# MacPro 1,1 kommt nicht so richtig aus der Hufe



## A3000T (13. März 2012)

Hallo, 
ich habe ein paar Problemchen mit meinem alten Mac Pro, bei dem ihr mir eventuell weiterhelfen könnt.

1) Ich habe zum gelegentlichen spielen Windows XP x64 installiert. Hauptsächlich weil die Kiste 8GB RAM hat und ich den nicht so vergammeln lassen wollte (mit XP32 reduziert Bootcamp den Speicher auf 2GB). Jetzt habe ich jedoch das Problem, das Windows von seiner Startvolume nicht automatisch booten möchte. Der Bildschirm bleibt weiß. OSX funktioniert wie gewohnt. Drücke ich jedoch die ALT Taste um ins "Bootmenü" zu gelangen, kann ich XP dort auswählen und meist bootet er dann auch. Manchmal aber halt auch nicht. Der Bildschirm bleibt dann schwarz, noch bevor das XP Logo erscheint. Ist mit dem normalen XP übrigens auch nicht besser, so dass es wohl nicht an XP64 liegen wird. 

2) Wenn ich dann im Windows bin und mal spaßenshalber einen Benchmark laufen lasse, dann kommen mir die Werte doch recht mager vor. Vor allem die Speicherbenchmarks von Everest 5.5 sind extrem dürftig, hier war selbst mein Pentium Pro mit 2GB DDR1 (Dual Channel) schneller. Dieser kam auf 5200 Punkte, während der MacPro mit Quadchannel und DDR2 gerade mal auf 3600 kommt. Laut Everest ist QC auch aktiviert. 

2a) Ähnliches gilt auch für 3D Mark. Verbaut ist eine Radeon 5770 Mac Edition und bei 3DM05 schlage ich mich mit ca. 15000 Punkten herum. Ich will nicht meckern, Mass Effect 3 läuft wie Butter auf dem Stück, aber es verwundert halt. Laut 3DMark 05 habe ich angeblich auch nur 2 Kerne. Ich dachte eigentlich 05 wäre schon Quadcore fähig?

Punkt 2 und 2a sind eigentlich nicht ganz so wichtig, aber Punkt 1 dafür umso mehr. Es nervt halt, wenn man den Rechner dauernd neustarten muss, nur weil das OS nicht will. 
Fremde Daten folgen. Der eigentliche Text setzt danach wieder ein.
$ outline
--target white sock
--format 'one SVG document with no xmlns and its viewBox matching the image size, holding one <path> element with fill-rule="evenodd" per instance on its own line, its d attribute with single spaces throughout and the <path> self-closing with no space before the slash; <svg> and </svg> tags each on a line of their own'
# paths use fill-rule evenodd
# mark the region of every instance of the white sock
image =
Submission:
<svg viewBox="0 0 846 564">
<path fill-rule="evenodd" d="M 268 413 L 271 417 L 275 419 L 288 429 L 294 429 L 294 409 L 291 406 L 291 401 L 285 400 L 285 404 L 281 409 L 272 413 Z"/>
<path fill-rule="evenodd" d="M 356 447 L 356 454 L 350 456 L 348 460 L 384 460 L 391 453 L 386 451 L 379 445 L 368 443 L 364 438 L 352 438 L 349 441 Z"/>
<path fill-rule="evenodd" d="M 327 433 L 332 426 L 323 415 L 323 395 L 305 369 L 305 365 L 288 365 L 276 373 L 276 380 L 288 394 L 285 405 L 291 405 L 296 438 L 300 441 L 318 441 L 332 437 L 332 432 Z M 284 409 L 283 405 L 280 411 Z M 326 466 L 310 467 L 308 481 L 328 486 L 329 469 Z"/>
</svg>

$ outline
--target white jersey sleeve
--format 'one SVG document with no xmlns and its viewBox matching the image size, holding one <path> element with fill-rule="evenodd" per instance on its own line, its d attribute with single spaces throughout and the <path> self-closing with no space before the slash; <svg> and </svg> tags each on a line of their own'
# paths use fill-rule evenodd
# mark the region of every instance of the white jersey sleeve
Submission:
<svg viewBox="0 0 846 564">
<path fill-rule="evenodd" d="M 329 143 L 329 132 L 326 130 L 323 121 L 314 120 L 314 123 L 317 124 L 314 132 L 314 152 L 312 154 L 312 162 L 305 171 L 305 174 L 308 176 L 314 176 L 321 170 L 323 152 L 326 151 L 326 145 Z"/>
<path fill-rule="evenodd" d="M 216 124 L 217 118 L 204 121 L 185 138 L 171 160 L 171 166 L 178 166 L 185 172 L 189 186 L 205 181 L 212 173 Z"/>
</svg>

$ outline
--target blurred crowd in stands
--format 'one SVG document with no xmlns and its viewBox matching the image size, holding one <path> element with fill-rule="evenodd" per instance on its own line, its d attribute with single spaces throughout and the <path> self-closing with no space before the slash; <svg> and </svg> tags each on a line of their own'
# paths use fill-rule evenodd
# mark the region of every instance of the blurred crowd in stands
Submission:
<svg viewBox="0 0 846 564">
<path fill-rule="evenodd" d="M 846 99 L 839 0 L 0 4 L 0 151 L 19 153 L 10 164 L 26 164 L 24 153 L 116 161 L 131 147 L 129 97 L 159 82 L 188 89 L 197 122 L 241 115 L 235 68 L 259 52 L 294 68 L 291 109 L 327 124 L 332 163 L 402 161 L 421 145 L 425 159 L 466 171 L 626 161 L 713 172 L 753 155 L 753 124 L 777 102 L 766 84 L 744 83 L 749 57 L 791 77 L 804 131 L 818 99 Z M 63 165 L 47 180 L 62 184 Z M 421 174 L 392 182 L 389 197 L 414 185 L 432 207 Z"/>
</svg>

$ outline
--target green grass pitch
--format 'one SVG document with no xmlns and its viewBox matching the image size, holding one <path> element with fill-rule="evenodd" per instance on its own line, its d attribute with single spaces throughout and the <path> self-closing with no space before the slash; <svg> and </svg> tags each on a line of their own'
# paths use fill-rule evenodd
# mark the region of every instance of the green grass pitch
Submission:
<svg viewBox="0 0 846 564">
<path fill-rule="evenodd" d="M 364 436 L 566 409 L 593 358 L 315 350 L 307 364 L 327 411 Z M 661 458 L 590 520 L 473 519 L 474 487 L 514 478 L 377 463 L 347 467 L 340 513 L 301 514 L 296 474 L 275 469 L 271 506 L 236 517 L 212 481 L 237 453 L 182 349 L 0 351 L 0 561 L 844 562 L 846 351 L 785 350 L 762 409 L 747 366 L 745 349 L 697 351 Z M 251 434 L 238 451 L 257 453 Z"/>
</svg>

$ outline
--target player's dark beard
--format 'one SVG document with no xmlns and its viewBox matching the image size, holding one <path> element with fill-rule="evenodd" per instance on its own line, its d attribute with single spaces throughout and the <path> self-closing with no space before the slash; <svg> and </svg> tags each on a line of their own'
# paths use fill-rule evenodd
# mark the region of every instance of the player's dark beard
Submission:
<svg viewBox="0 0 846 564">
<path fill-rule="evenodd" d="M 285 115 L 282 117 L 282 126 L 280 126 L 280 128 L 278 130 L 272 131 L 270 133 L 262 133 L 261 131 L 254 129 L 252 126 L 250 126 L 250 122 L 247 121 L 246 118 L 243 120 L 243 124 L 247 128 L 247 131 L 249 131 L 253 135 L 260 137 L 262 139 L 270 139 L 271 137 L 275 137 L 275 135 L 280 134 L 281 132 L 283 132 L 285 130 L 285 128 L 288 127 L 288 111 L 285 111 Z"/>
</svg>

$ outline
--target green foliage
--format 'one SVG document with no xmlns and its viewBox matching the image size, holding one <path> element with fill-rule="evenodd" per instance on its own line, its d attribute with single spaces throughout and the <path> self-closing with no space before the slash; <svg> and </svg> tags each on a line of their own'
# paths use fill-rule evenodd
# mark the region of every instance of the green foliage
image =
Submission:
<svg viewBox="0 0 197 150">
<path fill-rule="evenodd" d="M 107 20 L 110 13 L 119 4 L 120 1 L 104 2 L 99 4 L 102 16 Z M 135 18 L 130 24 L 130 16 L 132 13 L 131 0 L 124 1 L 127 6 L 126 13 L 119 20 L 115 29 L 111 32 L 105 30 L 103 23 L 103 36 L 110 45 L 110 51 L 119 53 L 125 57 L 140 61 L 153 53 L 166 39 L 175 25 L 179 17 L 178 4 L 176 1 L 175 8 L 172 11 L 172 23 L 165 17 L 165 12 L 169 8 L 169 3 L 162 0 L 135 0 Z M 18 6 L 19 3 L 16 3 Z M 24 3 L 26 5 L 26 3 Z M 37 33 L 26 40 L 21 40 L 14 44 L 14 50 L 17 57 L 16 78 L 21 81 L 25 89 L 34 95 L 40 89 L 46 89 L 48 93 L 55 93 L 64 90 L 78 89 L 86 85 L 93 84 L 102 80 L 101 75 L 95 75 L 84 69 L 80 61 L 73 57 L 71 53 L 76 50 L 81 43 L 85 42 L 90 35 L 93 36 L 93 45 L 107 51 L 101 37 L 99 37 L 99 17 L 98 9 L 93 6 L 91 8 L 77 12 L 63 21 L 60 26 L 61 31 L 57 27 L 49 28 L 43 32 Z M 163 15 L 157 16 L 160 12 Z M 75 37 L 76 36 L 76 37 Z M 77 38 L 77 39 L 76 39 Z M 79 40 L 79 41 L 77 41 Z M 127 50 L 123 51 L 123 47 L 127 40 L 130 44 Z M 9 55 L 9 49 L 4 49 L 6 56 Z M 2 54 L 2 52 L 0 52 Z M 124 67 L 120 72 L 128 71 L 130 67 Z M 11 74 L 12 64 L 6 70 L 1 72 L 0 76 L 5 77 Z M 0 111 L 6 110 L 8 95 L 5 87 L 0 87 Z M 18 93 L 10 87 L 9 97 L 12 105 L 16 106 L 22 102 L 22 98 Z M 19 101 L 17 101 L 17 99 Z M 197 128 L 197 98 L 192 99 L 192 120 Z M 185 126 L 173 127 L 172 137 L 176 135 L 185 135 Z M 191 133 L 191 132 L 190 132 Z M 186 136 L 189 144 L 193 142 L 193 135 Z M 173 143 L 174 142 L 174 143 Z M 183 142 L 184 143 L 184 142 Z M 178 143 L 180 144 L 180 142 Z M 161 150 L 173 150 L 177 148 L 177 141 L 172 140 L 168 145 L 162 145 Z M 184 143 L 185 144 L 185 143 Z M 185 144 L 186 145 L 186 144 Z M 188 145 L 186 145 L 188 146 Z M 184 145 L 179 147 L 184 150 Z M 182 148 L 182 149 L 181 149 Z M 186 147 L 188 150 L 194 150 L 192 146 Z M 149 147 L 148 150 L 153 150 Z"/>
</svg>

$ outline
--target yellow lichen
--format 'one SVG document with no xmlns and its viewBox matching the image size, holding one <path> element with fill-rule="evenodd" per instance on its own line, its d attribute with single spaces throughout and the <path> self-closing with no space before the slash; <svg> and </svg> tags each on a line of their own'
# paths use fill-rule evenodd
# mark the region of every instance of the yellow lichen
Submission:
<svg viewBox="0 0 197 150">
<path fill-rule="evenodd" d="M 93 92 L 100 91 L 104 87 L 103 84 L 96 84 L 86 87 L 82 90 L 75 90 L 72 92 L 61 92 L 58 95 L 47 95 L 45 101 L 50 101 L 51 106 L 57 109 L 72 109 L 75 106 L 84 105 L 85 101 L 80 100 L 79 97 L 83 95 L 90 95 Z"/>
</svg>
Danke für Ideen und Tipps.


----------



## norse (13. März 2012)

interessant wäre mal zu wissen welches MacBook du hast  sonst kann man da nich viel helfen


----------



## A3000T (13. März 2012)

Ich habe kein MacBook sondern einen MacPro von 2006, bzw. 2007. Also das große, fette Towergeschütz.  Hier nochmal kurz die verbaute Hardware.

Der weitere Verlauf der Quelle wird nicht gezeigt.